----

---

Minggu, 03 November 2013

Seks Abu-Abu di Rumah Karaoke

http://gadohotz.blogspot.com/
Download >> Seks Abu-Abu di Rumah Karaoke, Bak cendawan di musim hujan, tempat karaoke atau rumah bernyanyi tumbuh subur di mana-mana. Di hotel berbintang. Di mal-mal. Di tengah kota, di pinggir kota atau tempat keramaian lain. Begitu mudah sekarang kita menjangkaunya.

Tak ada yang salah dari tempat karaoke, di manapun keberadaannya. Persoalan baru lahir ketika tempat yang sejatinya buat pelepas penat dan stres itu berubah fungsi menjadi media transaksi birahi. Dan, celakanya, di banyak tempat karaoke, jual beli jenis ini menjadi lumrah.


Benar, nyaris tak ada rumah bernyanyi yang terang-terangan menyediakan wanita penghibur atawa, kalau di tempat karaoke, akrab disebut pemandu lagu (PL). Tapi, faktanya ada.

Bukan seperti lokalisasi di mana transaksi seks berlangsung benderang dan berlangsung di tempat, di rumah bernyanyi jual beli "kesenangan" terjadi samar-samar. Pun, tak semua PL mau menerima order sampingan. Transaksi seks di rumah karaoke berada di garis abu-abu.

Kepala Dinas Pariwisata DKI Jakarta, Arie Budhiman, menabalkan dugaan itu. Ia memastikan, rumah karaoke bukan tempat prostitusi. Bahwa di situ ada pemandu lagu, menurutnya, tugas mereka memang hanya menemani tamu bernyanyi.

"Mereka itu freelance. Ya artinya tidak benar bahwa pemandu lagu terus Anda anggap prostitusi. Itu tidak benar, kecuali Anda ada buktinya, laporkan saja ke polisi," kata Arie kepada Metrotvnews.com, belum lama ini.

Tapi bukan berarti pemda diam saja ketika di salah satu tempat karaoke ada penyimpangan. Hanya, kata Arie, pencabutan izin usaha tak bisa serampangan. Pemda juga harus pro-bisnis karena di situ ada lapangan kerja dan penyumbang pendapatan daerah.

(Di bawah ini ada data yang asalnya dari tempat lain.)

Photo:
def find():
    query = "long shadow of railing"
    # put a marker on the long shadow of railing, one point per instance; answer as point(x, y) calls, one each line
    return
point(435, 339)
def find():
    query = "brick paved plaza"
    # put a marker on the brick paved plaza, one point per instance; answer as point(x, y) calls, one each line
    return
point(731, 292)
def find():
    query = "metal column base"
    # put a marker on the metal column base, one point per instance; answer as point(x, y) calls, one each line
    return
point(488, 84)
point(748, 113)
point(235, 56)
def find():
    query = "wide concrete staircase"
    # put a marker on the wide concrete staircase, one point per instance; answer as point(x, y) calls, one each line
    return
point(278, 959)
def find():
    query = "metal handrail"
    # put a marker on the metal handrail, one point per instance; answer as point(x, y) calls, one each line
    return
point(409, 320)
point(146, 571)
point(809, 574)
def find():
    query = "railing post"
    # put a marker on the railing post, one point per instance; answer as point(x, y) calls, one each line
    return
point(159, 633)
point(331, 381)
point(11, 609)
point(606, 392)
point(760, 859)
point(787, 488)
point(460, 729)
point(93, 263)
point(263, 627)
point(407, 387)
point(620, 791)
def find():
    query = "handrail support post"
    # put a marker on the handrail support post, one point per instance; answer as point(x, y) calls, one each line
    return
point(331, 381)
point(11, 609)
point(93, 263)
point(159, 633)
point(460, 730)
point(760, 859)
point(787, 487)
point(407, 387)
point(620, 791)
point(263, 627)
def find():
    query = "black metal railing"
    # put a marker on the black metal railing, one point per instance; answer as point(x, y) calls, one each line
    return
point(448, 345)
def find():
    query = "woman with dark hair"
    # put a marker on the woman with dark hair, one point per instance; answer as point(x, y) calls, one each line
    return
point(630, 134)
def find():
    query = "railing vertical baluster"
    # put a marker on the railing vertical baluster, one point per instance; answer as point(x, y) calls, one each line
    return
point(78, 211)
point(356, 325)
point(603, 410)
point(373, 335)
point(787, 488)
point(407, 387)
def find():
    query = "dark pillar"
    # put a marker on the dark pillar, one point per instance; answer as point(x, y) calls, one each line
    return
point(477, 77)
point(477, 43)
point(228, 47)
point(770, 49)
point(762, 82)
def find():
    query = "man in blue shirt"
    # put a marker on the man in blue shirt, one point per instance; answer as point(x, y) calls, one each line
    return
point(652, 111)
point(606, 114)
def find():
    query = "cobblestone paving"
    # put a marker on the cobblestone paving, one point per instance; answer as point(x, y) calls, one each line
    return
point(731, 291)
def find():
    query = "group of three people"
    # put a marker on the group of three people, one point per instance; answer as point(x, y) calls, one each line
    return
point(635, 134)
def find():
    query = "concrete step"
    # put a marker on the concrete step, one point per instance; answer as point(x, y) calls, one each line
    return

Kabid Humas Polda Metro Jaya Kombes Rikwanto menambahkan, secara umum, setiap tempat hiburan beroperasi sesuai perizinan yang diterbitkan. Karaoke ya karaoke. Di karaoke itu ada makanan, minuman, lagu, operator, dan ada pemandu karaoke sebagai kelengkapan. Itu berjalan dari dulu.

Pengelola tak berani macam-macam. Yang umum terjadi, menurut Rikwanto, mereka kecolongan. Pengunjung yang menyusupkan, bisa narkoba, perempuan, dan bahkan ada yang sampai bawa strepties. Tutup pintu, aman semuanya. "Tempat hiburan itu hanya dijadikan wadah".

Ada dua cara untuk menertibkan operasi tempat hiburan "nakal". Pertama, penggerebekan. Menurut Rikwanto, efek penggerebekan besar. "Ikan" bisa ditangkap, tapi merusak putaran ekonomi di tempat itu.

"Banyak yang lari. Banyak yang nggak bayar dan orang nggak mau datang lagi. Itu merugikan putaran ekonomi," kata Rikwanto.

Cara kedua, dan ini yang sering dilakukan polisi, operasi dilakukan dengan cara silent. Menangkap ikan di kolam tanpa membuat keruh airnya. Tak menggangu pengunjung lain yang memang mencari hiburan.

"Harus penyelidikan mendalam. Kalau sudah ada pelaku, transaksi, dan barang bukti baru kita lakukan," terang dia.